Hemizygous males usually are more severely affected than heterozygous females and present, other than more marked bone sclerosis, craniofacial abnormalities, gross structural malformations of bones and internal organs, and significant pre- and postnatal lethality [20]. More recently, families with mildly affected males, characterized by longer longevity, mild short stature and neurodevelopmental disability, have been reported [18, 26, 35, 37, 43], although the phenotype has not been completely defined yet [20]. A genotype-phenotype correlation, where patient with 5′ WTX mutations were more severely affected than patients with 3′ WTX mutations was proposed by Jenkins [8], but not confirmed by Perdu [30, 31] who described mildly affected patients with 5′ WTX mutation, indicating a variable correlation between position of mutation and the severity of the phenotype. Because 5′ mutations produce a truncated, non-functioning protein, mild phenotype could be the result of a compensatory activity of WTXs2, even if the exact molecular mechanisms remain unidentified [20, 46].

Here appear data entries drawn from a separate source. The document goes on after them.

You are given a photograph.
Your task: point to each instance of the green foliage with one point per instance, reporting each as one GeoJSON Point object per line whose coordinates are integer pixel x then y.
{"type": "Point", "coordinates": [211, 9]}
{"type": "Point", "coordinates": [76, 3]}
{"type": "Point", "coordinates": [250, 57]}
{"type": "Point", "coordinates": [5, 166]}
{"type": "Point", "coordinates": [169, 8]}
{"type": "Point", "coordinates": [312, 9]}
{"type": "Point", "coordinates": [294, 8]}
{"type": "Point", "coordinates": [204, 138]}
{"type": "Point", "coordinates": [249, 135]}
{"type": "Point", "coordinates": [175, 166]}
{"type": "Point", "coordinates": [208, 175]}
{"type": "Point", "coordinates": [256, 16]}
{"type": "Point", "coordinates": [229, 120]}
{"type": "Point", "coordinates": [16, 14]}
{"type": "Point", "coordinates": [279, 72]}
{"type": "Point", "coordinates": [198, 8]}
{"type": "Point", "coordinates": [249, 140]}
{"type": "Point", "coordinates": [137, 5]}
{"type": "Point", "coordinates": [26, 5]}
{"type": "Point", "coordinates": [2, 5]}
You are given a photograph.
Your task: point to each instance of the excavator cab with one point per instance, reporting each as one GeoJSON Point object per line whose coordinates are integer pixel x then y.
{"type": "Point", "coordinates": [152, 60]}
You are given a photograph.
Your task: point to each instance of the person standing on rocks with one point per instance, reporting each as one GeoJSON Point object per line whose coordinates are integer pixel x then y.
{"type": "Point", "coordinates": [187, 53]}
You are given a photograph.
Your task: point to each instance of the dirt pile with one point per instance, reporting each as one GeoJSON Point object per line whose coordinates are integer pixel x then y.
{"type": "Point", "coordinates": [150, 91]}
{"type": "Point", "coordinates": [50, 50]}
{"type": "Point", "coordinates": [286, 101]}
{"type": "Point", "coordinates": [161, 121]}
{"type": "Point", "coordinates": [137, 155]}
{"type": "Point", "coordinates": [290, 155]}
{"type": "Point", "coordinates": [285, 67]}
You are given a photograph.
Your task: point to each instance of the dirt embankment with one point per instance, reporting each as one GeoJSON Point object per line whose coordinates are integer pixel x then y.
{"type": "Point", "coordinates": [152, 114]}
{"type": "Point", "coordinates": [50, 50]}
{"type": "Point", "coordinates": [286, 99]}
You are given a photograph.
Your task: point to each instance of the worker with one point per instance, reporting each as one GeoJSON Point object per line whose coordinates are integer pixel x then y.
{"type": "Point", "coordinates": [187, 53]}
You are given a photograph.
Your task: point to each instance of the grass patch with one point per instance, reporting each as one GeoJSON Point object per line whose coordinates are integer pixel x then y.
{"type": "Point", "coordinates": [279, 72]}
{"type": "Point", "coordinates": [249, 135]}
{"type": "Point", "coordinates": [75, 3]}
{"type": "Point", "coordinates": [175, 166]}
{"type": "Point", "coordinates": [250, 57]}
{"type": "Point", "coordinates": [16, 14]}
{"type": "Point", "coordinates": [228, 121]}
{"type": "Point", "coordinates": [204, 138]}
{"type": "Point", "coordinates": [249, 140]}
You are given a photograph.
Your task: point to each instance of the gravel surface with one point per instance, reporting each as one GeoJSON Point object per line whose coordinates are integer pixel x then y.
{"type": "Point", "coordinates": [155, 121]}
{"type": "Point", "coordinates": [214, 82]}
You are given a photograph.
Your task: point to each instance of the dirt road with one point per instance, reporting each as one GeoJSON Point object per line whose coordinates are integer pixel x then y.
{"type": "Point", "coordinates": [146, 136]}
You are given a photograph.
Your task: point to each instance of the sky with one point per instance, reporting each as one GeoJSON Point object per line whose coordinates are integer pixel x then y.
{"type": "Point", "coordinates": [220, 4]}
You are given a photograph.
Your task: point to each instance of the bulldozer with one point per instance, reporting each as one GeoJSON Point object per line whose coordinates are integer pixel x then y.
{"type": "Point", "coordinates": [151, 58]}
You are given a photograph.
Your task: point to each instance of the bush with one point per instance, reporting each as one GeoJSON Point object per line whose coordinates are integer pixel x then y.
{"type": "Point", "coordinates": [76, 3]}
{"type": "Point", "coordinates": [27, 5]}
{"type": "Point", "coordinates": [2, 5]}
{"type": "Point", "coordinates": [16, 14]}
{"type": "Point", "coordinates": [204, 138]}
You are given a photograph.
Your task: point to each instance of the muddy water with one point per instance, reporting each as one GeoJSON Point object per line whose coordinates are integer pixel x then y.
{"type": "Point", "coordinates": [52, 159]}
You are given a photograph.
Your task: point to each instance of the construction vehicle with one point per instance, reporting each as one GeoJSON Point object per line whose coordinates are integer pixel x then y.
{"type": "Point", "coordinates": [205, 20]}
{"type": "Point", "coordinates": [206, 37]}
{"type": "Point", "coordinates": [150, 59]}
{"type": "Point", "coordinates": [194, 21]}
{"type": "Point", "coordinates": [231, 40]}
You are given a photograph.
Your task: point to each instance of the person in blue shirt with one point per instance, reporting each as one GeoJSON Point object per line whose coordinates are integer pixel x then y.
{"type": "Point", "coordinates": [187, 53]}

Metaphyseal striations can be seen only in females, and males with mosaic mutations [18, 37, 40]. A reasonable explanation is the differential lionization of osteoblasts for which, similarly to what happens in heterozygous females presenting with random X chromosome inactivation patterns, only a certain amount of osteoblasts is affected [33].

Somatic mutations and deletions of WTX have been reported in 6 to 30% of patients with Wilms tumors (WT), a kidney cancer typical of childhood, arising from multipotent mesenchymal kidney precursors [7, 44, 46, 49]; WTX has later been identified as OS-CS disease-causing-gene, both in familial and sporadic cases. Despite germline mutations in tumor suppressor gene confer an elevated risk for cancer, and patients with WT and OS-CS share a similar distribution of WTX mutations, OS-CS is not associated with an increased neoplastic risk [51]. Moisan et al. [49] demonstrated in a conditional Wtx knockout mouse model the presence of malformations affecting organs derived from mesenchymal progenitors, including kidneys, adipose tissue, heart, spleen and bones, very similar to those reported in children with OS-CS. At the same time, some mice developed bilateral multifocal expansion of renal precursors, but not Wilms tumors, suggesting a complex role of WTX in kidney development, whose alteration can lead to tissue agenesis or overgrowth. Mutations associated to WTX-interacting proteins have also been advocated to explain tumor development [8].

Written informed consent was provided by parents on behalf of the patient for the publication of this case report and any accompanying images.